Lovers Mohlala

Personal information
- Full name: Jethro Mohlala
- Date of birth: 12 February 1976 (age 50)
- Place of birth: Alexandra, Gauteng, South Africa
- Position: Defender

Youth career
- Oliver Stars
- Alexandra Blackpool

Senior career*
- Years: Team / Apps / (Gls)
- 1992–1997: Wits University / 93 / (7)
- 1997–2003: Mamelodi Sundowns / 141 / (6)
- 2003: Jomo Cosmos / 9 / (1)
- 2004: Aris / 2 / (0)
- 2004–2005: Jomo Cosmos / 0 / (7)
- 2005–2006: Silver Stars / 0 / (1)
- 2006–2007: Moroka Swallows / 24 / (1)
- 2007–2008: AmaZulu / 4 / (1)
- 2008–2009: Black Leopards / 0 / (0)

International career
- 1993: South Africa U17 / 3 / (0)
- 1993–1994: South Africa U20 / 4 / (0)
- 1995–1996: South Africa U23 / 7 / (0)
- 1999–2003: South Africa / 9 / (0)

= Lovers Mohlala =

South African soccer player

Jethro Mohlala, commonly known as Lovers Mohlala, (born 26 April 1975) is a South African former footballer who played professionally as a left-fullback in Greece and South Africa. He earned nine caps for the South African national team, and was named to the squad for the 2002 COSAFA Cup.

==Career==
Born in Alexandra, Mohlala turned professional with Wits University in 1992. After five seasons with Wits, he joined Mamelodi Sundowns. Following a failed move to F.C. Copenhagen, Mohlala forced a move to AmaZulu. Shortly after, he re-signed with Wits, before moving to Jomo Cosmos.
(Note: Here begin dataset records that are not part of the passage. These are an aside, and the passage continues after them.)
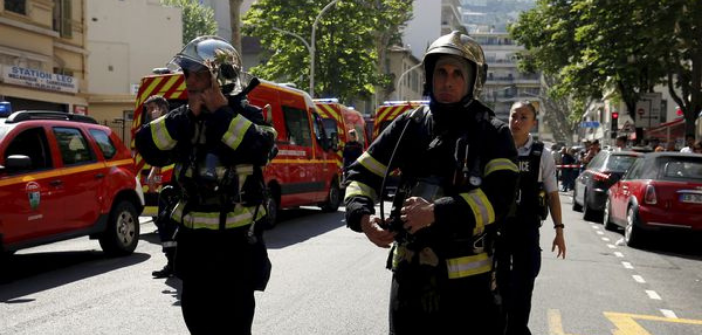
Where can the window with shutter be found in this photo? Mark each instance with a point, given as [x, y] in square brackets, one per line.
[16, 6]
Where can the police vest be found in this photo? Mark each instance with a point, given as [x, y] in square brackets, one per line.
[531, 198]
[436, 165]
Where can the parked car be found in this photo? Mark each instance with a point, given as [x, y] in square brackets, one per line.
[590, 190]
[661, 191]
[305, 171]
[63, 176]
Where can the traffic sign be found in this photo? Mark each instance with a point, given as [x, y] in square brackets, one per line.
[590, 124]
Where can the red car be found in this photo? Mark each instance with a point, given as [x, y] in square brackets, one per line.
[661, 191]
[64, 176]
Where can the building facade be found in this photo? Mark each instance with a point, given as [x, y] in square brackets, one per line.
[430, 21]
[43, 55]
[407, 73]
[126, 41]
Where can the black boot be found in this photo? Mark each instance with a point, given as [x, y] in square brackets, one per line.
[167, 270]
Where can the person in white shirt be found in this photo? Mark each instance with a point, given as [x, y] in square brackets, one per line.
[690, 141]
[519, 254]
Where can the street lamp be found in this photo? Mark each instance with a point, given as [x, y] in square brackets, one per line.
[398, 86]
[310, 46]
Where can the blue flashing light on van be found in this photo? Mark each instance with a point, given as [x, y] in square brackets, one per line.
[5, 108]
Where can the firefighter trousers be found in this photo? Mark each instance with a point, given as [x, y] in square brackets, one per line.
[519, 264]
[216, 269]
[458, 306]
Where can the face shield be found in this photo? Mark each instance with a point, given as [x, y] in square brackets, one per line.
[213, 54]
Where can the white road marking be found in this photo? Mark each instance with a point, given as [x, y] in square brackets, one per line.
[653, 295]
[669, 314]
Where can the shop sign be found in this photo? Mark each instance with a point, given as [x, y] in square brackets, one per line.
[38, 79]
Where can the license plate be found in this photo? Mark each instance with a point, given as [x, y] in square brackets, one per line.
[691, 198]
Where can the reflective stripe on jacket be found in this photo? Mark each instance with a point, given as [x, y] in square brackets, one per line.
[239, 217]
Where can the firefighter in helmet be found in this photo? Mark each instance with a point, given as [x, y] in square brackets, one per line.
[458, 176]
[221, 257]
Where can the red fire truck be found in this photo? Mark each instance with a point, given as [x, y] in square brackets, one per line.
[303, 173]
[338, 120]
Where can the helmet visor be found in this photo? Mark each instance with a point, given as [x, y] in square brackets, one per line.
[185, 65]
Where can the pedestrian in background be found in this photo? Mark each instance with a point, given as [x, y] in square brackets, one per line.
[592, 152]
[519, 253]
[157, 106]
[458, 176]
[690, 143]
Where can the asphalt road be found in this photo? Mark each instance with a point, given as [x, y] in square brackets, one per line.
[329, 280]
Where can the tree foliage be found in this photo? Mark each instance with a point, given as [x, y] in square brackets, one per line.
[624, 46]
[197, 19]
[347, 42]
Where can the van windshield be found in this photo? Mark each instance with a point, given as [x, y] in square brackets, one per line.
[329, 127]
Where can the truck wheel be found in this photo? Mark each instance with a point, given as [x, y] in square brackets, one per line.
[272, 208]
[333, 198]
[607, 217]
[122, 233]
[633, 236]
[576, 207]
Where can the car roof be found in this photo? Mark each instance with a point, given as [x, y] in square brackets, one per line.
[626, 153]
[672, 154]
[46, 115]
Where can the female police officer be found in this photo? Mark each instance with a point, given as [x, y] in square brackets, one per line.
[216, 256]
[520, 254]
[458, 176]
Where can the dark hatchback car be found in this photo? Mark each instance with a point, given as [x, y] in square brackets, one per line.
[590, 191]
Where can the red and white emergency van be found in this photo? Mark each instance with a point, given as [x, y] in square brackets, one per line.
[389, 110]
[304, 172]
[338, 120]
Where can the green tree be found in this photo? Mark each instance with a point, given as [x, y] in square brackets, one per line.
[197, 19]
[235, 22]
[346, 54]
[628, 46]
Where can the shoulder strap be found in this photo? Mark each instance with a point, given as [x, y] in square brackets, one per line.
[537, 148]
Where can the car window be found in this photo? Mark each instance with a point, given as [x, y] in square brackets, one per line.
[682, 169]
[31, 143]
[619, 163]
[104, 143]
[635, 170]
[330, 127]
[598, 161]
[298, 125]
[73, 146]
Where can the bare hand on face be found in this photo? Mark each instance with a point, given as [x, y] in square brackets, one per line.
[195, 103]
[417, 214]
[212, 97]
[379, 236]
In January 2004, Mohlala signed with Super League Greece side Aris, but he made just two league appearances for the club before returning to South Africa six months later. He would play for Jomo Cosmos, Silver Stars, Moroka Swallows, AmaZulu and Black Leopards before retiring in 2009.

Mohlala represented South Africa at all age levels. He made his senior debut in a 1999 COSAFA Cup match against Botswana.